Parameters

Parameters are fundamental for BayBE, as they configure the SearchSpace and serve as the direct link to the controllable variables in your experiment. Before starting an iterative campaign, the user is required to specify the exact parameters they can control and want to consider in their optimization.

Parameter names

BayBE identifies each parameter by a name. All parameter names in one campaign must be unique.

BayBE distinguishes two parameter types, because they need to be treated very differently under the hood: Discrete and continuous parameters.

Continuous Parameters

NumericalContinuousParameter

This is currently the only continuous parameter type BayBE supports. It defines possible values from a numerical interval called bounds, and thus has an infinite amount of possibilities. Unless restrained by Constraints, BayBE will consider any possible parameter value that lies within the chosen interval.

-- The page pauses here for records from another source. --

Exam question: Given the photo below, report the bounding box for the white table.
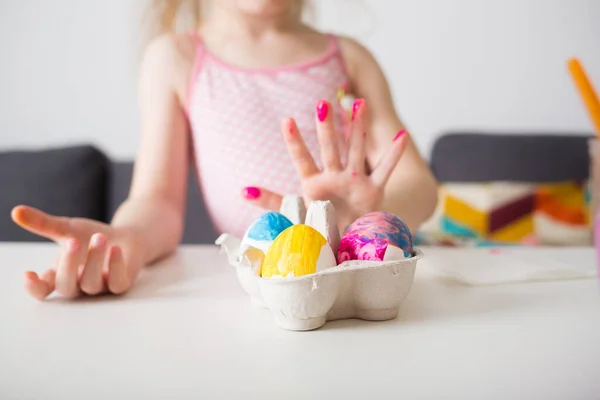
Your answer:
[0,244,600,400]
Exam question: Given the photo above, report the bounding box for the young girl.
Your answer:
[12,0,437,300]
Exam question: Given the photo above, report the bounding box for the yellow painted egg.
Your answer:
[261,224,337,278]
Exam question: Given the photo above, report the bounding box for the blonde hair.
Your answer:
[149,0,309,37]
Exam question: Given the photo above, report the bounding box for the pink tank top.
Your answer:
[187,35,347,237]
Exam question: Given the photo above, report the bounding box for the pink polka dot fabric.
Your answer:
[187,35,347,237]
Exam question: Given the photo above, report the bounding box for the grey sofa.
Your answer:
[0,132,592,244]
[0,145,217,243]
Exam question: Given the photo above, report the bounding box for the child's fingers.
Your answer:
[79,233,108,295]
[281,118,319,178]
[24,269,55,300]
[108,246,130,294]
[316,100,342,171]
[348,99,367,174]
[11,206,68,241]
[55,239,82,298]
[371,129,408,187]
[242,186,283,211]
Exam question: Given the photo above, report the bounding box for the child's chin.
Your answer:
[237,0,294,17]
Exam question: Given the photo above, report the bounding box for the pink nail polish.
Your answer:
[317,100,329,122]
[91,233,106,247]
[243,187,260,200]
[352,99,364,121]
[394,129,406,142]
[67,239,79,252]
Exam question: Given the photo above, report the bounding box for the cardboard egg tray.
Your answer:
[216,198,423,331]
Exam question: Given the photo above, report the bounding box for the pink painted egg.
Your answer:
[338,211,414,264]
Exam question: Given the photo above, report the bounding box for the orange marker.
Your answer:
[568,58,600,137]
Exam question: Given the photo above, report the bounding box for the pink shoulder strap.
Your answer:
[185,29,204,117]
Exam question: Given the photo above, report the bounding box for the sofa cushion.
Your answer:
[0,145,108,242]
[431,132,593,183]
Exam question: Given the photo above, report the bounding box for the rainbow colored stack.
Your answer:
[417,182,592,245]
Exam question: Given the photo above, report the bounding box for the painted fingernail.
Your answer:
[67,239,79,252]
[394,129,406,142]
[91,233,106,247]
[317,100,329,122]
[243,187,260,200]
[352,99,365,121]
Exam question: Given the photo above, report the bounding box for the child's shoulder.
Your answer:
[144,33,197,64]
[336,35,378,76]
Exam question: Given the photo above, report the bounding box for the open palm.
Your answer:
[246,99,406,229]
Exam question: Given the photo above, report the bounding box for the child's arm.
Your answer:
[12,38,188,300]
[111,36,189,264]
[340,38,437,232]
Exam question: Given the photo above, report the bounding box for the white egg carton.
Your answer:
[216,198,423,331]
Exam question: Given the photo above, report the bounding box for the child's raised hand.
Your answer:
[244,99,407,229]
[12,206,141,300]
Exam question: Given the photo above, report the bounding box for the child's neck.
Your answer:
[203,6,302,40]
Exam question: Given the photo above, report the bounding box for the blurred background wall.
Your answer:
[0,0,600,159]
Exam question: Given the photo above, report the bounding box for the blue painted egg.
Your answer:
[241,212,293,253]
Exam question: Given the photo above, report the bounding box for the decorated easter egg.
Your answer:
[338,211,413,263]
[241,212,292,253]
[261,224,337,278]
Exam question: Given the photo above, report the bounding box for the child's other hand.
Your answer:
[245,99,407,229]
[12,206,142,300]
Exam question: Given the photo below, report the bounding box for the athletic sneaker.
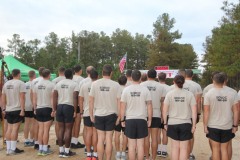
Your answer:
[37,151,43,156]
[161,152,168,158]
[42,149,53,156]
[92,156,98,160]
[58,152,64,158]
[189,154,196,160]
[115,154,121,160]
[157,151,162,157]
[63,151,76,158]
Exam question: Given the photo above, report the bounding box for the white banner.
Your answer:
[140,70,178,78]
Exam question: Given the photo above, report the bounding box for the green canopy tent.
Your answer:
[0,55,56,82]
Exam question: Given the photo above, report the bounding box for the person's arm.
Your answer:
[73,91,79,117]
[78,96,84,114]
[1,93,7,114]
[53,90,58,111]
[120,102,126,127]
[89,96,95,123]
[203,105,210,133]
[191,105,197,133]
[232,103,239,133]
[147,100,153,127]
[20,92,25,116]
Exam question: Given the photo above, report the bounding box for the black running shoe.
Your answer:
[34,144,39,150]
[63,151,76,158]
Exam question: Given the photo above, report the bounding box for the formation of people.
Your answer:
[1,64,239,160]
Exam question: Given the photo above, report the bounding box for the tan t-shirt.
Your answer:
[121,84,152,120]
[79,81,92,117]
[89,78,120,116]
[54,79,79,106]
[52,76,66,84]
[164,88,196,125]
[204,87,238,130]
[202,84,214,98]
[25,81,33,111]
[72,75,84,85]
[2,79,26,112]
[141,80,166,118]
[33,79,55,109]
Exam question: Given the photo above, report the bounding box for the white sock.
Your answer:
[6,141,11,150]
[74,137,78,144]
[43,145,48,152]
[162,145,167,152]
[11,141,17,151]
[87,152,92,157]
[158,144,161,151]
[59,146,64,153]
[39,144,43,151]
[117,152,121,156]
[93,152,97,157]
[65,148,70,153]
[71,137,75,144]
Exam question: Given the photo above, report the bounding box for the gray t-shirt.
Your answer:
[2,79,26,112]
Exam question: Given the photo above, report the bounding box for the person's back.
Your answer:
[56,79,79,106]
[90,78,119,116]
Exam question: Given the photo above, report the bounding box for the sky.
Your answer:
[0,0,238,67]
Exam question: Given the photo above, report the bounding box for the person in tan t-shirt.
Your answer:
[140,69,166,160]
[33,69,54,156]
[2,69,26,155]
[79,70,98,160]
[157,72,170,158]
[163,75,197,160]
[204,73,239,160]
[89,64,120,160]
[121,70,153,159]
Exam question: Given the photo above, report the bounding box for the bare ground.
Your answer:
[0,122,240,160]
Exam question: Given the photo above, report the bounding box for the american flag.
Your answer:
[119,53,127,73]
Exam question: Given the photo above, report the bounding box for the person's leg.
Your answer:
[92,127,98,157]
[114,131,121,156]
[144,129,151,159]
[11,122,21,151]
[221,142,230,160]
[135,138,144,159]
[210,139,221,160]
[105,131,113,160]
[97,130,105,160]
[23,117,30,142]
[128,138,136,160]
[161,129,168,156]
[38,122,44,152]
[228,140,232,159]
[43,120,52,151]
[151,128,159,160]
[179,140,189,160]
[84,126,93,157]
[171,139,180,160]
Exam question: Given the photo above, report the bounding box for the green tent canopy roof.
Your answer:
[0,55,56,82]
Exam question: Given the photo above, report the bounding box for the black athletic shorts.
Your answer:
[24,111,34,118]
[5,110,24,124]
[36,107,53,122]
[167,123,193,141]
[125,119,148,139]
[206,127,235,143]
[95,114,117,131]
[149,117,162,128]
[83,116,94,127]
[56,104,74,123]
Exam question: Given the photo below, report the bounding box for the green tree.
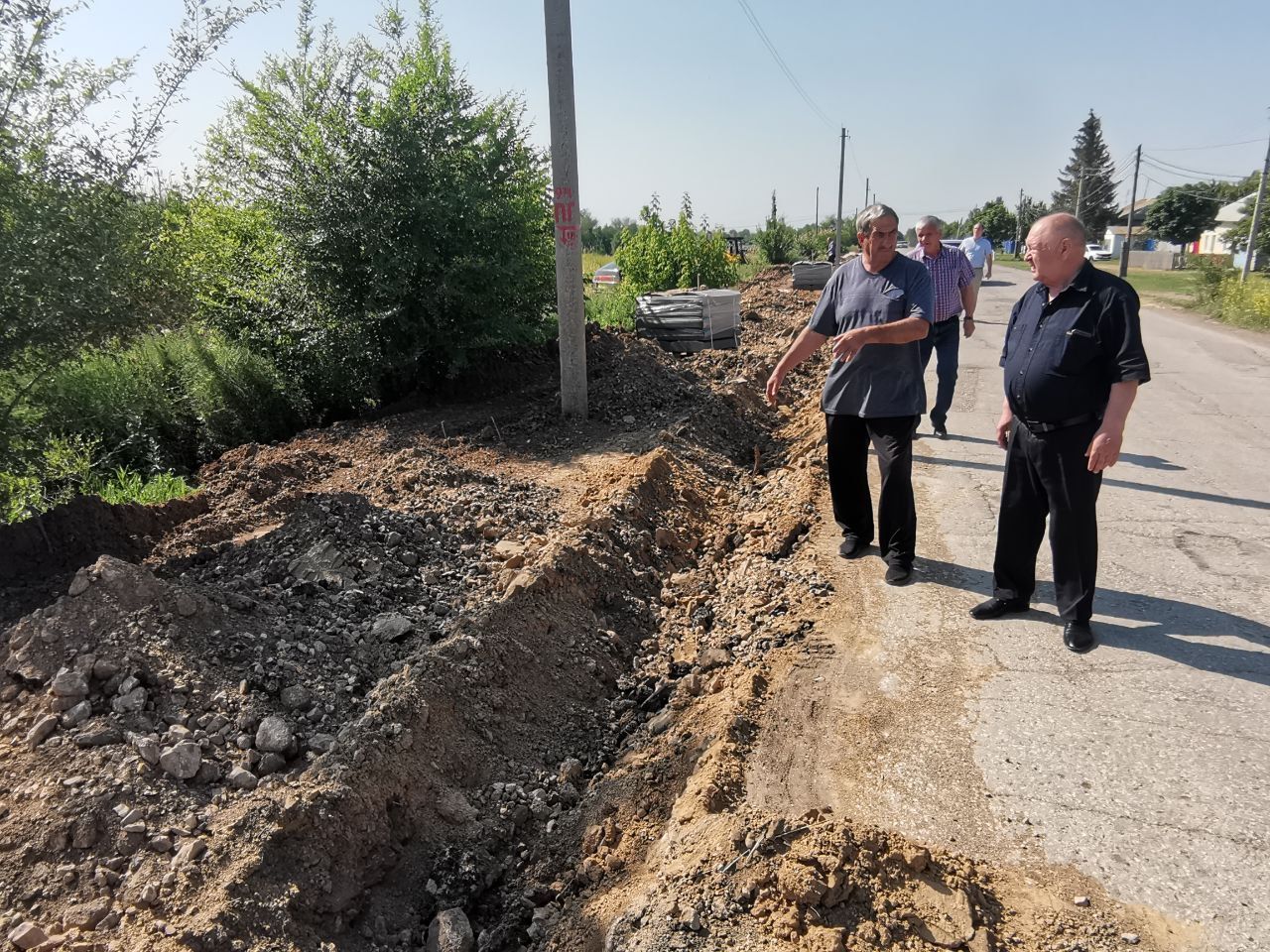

from baybe.parameters import NumericalContinuousParameter

NumericalContinuousParameter(
    name="Temperature",
    bounds=(0, 100),
)

Discrete Parameters

A discrete parameter has a finite set of possible values. These values can be numeric or label-like and are transformed internally before being ingested by the surrogate model.

Parameter encoding

We call the process of transforming labels into numbers encoding. To make labels usable in machine learning, we assign each label one or more numbers. While there are trivial ways of doing this, BayBE also provides methods to avoid problematic biases and even introduce useful information into the resulting latent number space. For different parameters, different types of encoding make sense. These situations are reflected by the different discrete parameter types BayBE offers.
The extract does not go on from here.